La voie de la superproduction

Au coeur du trousseau coréen d’Annecy, Wonderful Days, bien que ne figurant pas parmi les longs-métrages en compétition, est assurément l’une des têtes d’affiche du festival. Film ambitieux (son budget est le plus important du cinéma d’animation coréen), Wonderful Days est actuellement l’une des trois alternatives les plus intéressantes d’un domaine qui cherche encore ses marques, et en quête, déjà, de reconnaissance internationale. Les deux autres voies étant à ce jour représentées par Mari Iyagi, film intimiste à part dans la production de son pays, et Oseam, conte enfantin résolument ancré dans une identité coréenne, en compétition à Annecy cette année. Wonderful Days joue sur un autre tableau : celui de la superproduction. Cette orientation le distingue de ses compatriotes, conçus avec des ambitions différentes et des moyens bien inférieurs, mais surtout l’externalise d’emblée du champ coréen pour le positionner sur l’échiquier international.

Mais le film a-t-il seulement les moyens de ses ambitions ? Son budget de 10 millions d’euros, comparable à celui des Triplettes de Belleville, est inférieur aux superproductions nippones que sont Le voyage de Chihiro, Innocence ou Steamboy, avoisinant les 17 millions d’euros, légèrement dépassés par l’européenne Kaena (21 millions) (1).

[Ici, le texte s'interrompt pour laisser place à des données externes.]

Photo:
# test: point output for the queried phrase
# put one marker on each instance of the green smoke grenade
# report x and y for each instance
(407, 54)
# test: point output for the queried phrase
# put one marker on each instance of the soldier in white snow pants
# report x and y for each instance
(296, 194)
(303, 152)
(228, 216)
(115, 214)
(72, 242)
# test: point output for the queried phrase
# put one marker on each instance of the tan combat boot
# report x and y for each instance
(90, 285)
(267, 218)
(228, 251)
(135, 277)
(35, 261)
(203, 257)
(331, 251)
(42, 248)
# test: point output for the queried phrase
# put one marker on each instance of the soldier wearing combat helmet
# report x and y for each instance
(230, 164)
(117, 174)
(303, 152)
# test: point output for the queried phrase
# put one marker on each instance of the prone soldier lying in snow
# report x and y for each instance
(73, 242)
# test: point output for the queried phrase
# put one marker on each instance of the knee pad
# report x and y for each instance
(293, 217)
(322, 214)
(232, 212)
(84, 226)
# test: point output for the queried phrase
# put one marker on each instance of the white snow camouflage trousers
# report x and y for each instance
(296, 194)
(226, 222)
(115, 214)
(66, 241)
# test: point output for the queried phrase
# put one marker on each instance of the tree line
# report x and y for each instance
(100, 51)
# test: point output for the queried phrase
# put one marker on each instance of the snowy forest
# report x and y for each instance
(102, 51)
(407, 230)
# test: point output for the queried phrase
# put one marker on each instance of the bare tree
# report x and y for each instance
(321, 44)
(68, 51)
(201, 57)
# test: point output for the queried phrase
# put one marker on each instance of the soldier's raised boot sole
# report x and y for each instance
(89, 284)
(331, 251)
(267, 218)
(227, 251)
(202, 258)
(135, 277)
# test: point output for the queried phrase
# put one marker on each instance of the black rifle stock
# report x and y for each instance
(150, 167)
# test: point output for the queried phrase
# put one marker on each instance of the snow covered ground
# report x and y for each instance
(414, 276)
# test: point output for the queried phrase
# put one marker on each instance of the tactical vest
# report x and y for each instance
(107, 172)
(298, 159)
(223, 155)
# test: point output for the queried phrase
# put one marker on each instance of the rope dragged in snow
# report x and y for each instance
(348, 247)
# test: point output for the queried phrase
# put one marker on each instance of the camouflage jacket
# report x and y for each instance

Malgré son budget – plutôt serré au regard des autres ambitieux projets animés récents -, le film relève avec énergie le défi du spectaculaire.

Faiblesse du scénario…

Difficile, cependant, de contourner le gros point faible du film qu’est son scénario ; une fragilité partagée par certaines des superproductions mentionnées plus haut. L’histoire réussit l’exploit d’être à la fois pauvre et emberlificotée. En 2142, la terre vit des heures sombres, au propre comme au figuré. Ni les habitants de la riche ville d’Ecoban, ni ceux de la cité-poubelle de Marr, n’aperçoivent jamais le soleil, masqué par d’épais nuages. Jay, citoyenne d’Ecoban et membre de ses forces de sécurité, se souvient d’avoir vu le ciel bleu, enfant, en compagnie de son ami Shua, disparu depuis. La jeune femme découvre bientôt que l’équilibre entre Marr, dépotoir permettant à Ecoban d’exister, et cette dernière, est menacé par des activistes. Et l’un d’eux se trouve être… Shua. La présence de Simon, membre éminent d’Ecoban et amoureux de Jay, complexifie les questionnements politico-sentimentaux de notre héroïne. Le spectateur s’interroge : qui Jay va-t-elle choisir, du poseur romantique Shua ou du ténébreux Simon ? Accessoirement, va-t-elle sauver le monde, et surtout, va-t-il enfin cesser de pleuvoir ?

… Force des images

En dépit de ses dilemmes simplistes, le film tient 1h27 sans que l’on sente vraiment le temps passer, trop absorbés par la beauté des images et l’efficacité des scènes d’action. L’univers de Wonderful Days emprunte à toutes les références incontournables de cinéma de SF de ces trente dernières années, de Star Wars à Final Fantasy, en passant par Blade Runner et Ghost in the Shell. On dénichera aussi ça et là d’autres traces d’inspiration proche du manga et de l’animation japonaise (notamment Gunnm et sa ville-poubelle, Cowboy Bebop et ses bastons élégantes qui finissent en vitraux brisés). Rien de formidablement original donc, mais l’ensemble, soigneusement agencé, présente une cohérence esthétique plaisante. Le réalisateur KIM Moon-saeng (2) reconnaît s’être inspiré, visuellement, aussi bien de l’imagerie coréenne que de la revue « Heavy Metal », et pour l’architecture, complexe, des bâtiments, de l’espagnol GAUDI (3).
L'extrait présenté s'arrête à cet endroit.